Lead with the product name and main use. A new ingredient, format, package, or technology feature can provide the point of difference, while images and short claims support it.

A focused Fresh Ideas display using one product, one main use, and one clear point of difference.
Keep Packaging, Labels, and Product Images Easy to Read
A Fresh Ideas shelf can fill up quickly. Keep the package front visible, place each image or sample beside the product it represents, and leave enough space for buyers to connect the label, package, and product without searching across the display.
Clear grouping also helps retail buyers compare formats, package sizes, or product variations without moving between separate labels and samples.
Display Element | What Buyers Need to See | Display Focus |
|---|---|---|
Product name | What the product is | Keep it easy to spot |
Primary use | How or where it is used | Use one short message |
Package front | Brand and product format | Do not cover the main label |
Innovation claim | Why the change matters | Keep it brief and verifiable |
Photo or sample | What the product looks like | Place it beside the matching label |

A shelf layout keeping package fronts, labels, samples, and product images visually connected.
Give Fresh and Floral Products Enough Visual Space
Fresh and floral products need space around them. Use height carefully, keep nearby labels visible, and group each product with its image or package so buyers can understand the display at a glance.
Support Sustainability and Innovation Claims With Clear Proof
Claims about reduced packaging, new materials, longer shelf life, or technology features need something buyers can verify. Use one image, label, data point, or product detail to support the main claim without filling the shelf with extra copy.
When several ideas share the same display, clear booth graphics and package presentation can separate the main claim from the supporting information.
How the Showcase Supports the Main Exhibit Booth
The Fresh Ideas display only needs to make the product easy to recognize and worth a closer look. Keep the product name, package, image, and main claim consistent with the exhibitor’s full booth so buyers can connect the two without another explanation.
The main booth can then take over with samples, applications, technical questions, and follow-up conversations. The showcase starts the product story; the booth gives buyers room to continue it.
Showcase Planning Note: Use the showcase to introduce the product clearly, not to squeeze the full booth presentation into a small display.

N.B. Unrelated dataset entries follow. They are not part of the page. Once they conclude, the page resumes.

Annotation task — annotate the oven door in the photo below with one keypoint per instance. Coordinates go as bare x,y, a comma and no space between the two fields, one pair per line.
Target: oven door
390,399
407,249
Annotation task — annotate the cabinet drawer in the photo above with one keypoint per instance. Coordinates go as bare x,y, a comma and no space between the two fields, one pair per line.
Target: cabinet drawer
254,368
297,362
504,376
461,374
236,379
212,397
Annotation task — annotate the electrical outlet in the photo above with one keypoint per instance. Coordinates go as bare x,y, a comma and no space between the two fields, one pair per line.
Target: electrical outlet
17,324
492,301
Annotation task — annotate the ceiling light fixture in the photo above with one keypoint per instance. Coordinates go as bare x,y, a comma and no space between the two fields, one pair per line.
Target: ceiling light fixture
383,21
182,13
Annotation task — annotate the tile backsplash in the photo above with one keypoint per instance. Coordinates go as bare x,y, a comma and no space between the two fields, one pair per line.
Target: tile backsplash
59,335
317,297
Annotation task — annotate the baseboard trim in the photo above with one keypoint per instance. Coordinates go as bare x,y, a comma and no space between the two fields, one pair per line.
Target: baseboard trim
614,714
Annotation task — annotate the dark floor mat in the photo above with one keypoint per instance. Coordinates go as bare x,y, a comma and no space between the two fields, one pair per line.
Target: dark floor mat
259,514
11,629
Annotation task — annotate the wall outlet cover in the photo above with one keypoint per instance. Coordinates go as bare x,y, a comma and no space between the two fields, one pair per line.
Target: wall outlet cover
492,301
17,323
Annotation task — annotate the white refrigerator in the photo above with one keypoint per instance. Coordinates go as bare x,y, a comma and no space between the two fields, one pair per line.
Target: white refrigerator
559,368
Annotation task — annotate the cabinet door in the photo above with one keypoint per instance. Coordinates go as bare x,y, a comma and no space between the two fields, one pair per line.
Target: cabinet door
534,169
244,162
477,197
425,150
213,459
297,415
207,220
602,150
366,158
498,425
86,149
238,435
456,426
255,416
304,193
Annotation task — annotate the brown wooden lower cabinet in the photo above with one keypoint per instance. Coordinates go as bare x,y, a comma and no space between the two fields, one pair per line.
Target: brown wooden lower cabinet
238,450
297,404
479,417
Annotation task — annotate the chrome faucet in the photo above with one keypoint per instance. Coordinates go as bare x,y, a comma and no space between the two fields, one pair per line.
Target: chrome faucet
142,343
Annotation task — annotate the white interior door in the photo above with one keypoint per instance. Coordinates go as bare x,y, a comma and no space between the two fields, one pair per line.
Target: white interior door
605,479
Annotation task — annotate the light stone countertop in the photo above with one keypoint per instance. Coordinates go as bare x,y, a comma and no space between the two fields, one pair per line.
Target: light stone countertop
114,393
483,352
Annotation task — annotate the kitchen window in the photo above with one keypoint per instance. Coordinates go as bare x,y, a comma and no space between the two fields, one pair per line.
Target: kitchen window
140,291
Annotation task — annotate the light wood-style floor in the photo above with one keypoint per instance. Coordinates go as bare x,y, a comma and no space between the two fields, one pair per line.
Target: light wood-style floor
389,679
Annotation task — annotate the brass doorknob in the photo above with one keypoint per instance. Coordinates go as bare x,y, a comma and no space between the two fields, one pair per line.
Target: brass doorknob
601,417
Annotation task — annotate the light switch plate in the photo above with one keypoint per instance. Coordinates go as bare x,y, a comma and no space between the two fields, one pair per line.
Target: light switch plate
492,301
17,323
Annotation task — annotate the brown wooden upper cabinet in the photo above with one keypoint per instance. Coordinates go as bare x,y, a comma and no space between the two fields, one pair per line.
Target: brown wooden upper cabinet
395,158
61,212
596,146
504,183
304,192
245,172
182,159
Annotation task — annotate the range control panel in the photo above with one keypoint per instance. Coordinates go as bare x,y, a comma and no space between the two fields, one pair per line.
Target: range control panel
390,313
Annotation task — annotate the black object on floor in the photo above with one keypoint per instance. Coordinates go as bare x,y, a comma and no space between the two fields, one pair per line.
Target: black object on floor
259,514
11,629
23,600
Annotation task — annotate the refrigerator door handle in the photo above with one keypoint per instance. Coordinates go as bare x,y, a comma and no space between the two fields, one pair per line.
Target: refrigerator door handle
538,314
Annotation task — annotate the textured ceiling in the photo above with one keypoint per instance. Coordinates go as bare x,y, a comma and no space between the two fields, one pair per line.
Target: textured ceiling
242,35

The showcase introduces the product, while the main booth supports samples, applications, questions, and follow-up conversations.
Common Fresh Ideas Display Mistakes
A Fresh Ideas display can become difficult to read when too many elements compete for the same small space.
The product name is easy to miss.
Samples or display cards cover part of the package front.
Several claims compete instead of supporting one main message.
The sample, image, and label do not feel connected.
The wording or visuals differ from the main booth.
FAQ
What should a Fresh Ideas Showcase display communicate first?
The product name, main use, and strongest point of difference should be clear before buyers read any supporting detail.
How much product information should be included?
Keep only what supports the first product message: the main use, the strongest point of difference, and one image, sample, or proof point.
How should packaging and labels be arranged?
Keep the package front open and place the label, sample, or image beside the product it describes. Related items can share one area, but each one still needs enough space to read clearly.